Am nächsten Tag (diesmal warens 6 Grad) räumten wir auf und begaben uns gemächlich auf den Rückweg. Der Bus sollte um 16:10 fahren und wir wählten 11:30 als Aufbruchzeit, um genug Sicherheit zu haben, aber auch nicht zu lange an der Straße warten zu müssen. Der Rückweg verlief zunächst problemlos. Wir folgten diesmal einer anderen Route, die nicht so hoch führte, dafür aber etwas länger war. Da es das ganze Wochenende wieder fast durchgeschneit hatte, lag jetzt mehr und wir überlegten mehrfach auf Skier umzusteigen. Wir ließen es erst einmal sein, aber als mich dann das Schicksal erwischte und ich vorne gehend in ein Wasserloch durchbrach und mit beiden Beinen bis zu den Knien im Matschwasser hing, entschied ich mich, umzusteigen, um auch wieder trockene Füße zu bekommen.
Leider stellte sich das als nicht sooo gute Idee heraus. Erstmal war ich zwar wesentlich schneller unterwegs und sackte auch nicht mehr so tief ein, aber das Gelände wurde dann doch wieder schwieriger und da ich halt auch die ganze Zeit selbst spuren musste, wurde es ziemlich anstrengend.
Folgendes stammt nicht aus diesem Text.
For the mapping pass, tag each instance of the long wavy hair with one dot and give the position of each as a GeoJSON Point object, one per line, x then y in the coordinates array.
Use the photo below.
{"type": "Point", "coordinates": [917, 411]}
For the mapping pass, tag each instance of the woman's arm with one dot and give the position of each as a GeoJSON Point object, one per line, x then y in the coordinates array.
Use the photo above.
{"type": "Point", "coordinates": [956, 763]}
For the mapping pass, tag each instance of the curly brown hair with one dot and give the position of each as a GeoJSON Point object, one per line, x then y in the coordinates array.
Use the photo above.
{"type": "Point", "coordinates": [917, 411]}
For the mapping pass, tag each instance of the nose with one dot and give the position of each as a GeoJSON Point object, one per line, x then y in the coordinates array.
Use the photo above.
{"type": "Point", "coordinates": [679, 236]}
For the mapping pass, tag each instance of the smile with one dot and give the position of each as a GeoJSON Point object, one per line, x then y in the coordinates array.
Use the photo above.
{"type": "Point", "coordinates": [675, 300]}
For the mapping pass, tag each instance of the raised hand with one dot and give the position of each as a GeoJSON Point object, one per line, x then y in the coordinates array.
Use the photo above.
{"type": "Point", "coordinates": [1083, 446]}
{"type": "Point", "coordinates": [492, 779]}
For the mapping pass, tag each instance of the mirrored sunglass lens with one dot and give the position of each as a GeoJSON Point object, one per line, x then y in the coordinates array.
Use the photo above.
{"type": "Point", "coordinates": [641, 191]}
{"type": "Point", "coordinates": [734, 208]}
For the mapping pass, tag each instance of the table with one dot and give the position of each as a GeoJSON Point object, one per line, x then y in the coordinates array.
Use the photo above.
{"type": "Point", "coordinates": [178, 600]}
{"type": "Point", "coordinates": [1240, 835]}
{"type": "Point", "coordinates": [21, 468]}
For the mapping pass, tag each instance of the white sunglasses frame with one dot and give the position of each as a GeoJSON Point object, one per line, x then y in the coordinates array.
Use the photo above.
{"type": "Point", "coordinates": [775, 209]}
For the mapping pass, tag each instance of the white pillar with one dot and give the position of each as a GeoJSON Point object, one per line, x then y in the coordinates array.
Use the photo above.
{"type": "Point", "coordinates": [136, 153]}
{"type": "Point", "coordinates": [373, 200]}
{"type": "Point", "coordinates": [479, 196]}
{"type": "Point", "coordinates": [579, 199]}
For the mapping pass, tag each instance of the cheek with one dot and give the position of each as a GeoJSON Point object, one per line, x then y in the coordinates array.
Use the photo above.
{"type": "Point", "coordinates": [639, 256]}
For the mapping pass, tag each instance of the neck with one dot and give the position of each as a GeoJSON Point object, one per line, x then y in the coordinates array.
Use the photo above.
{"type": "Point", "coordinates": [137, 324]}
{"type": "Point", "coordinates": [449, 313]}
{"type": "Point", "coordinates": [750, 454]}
Kurz bevor wir den anvisierten Weg erreichten, verkeilte sich dann noch mein Skistock zwischen zwei Felsen, ich legte mich ordentlich auf die Fresse, der Skistock verbog und der Teller riss ab. Dumm gelaufen.
Am Weg angekommen, stiegen dann auch die anderen auf Ski um und bis zur Bushaltestelle war es noch eine richtig schöne Fahrt. An der Straße mussten wir dann im Schneegestöber noch eine halbe Stunde auf den Bus warten, aber das Timing war eigentlich perfekt.
Die Rückfahrt verzögerte sich erst wieder in Trondheim, als der Bus sich am Samfundet an der Bushaltestelle festfuhr und nicht mehr vor oder zurück kam. Naja, anscheinend gelten die Trägheits- und Reibungsgesetze auch für norwegische Fahrzeuge.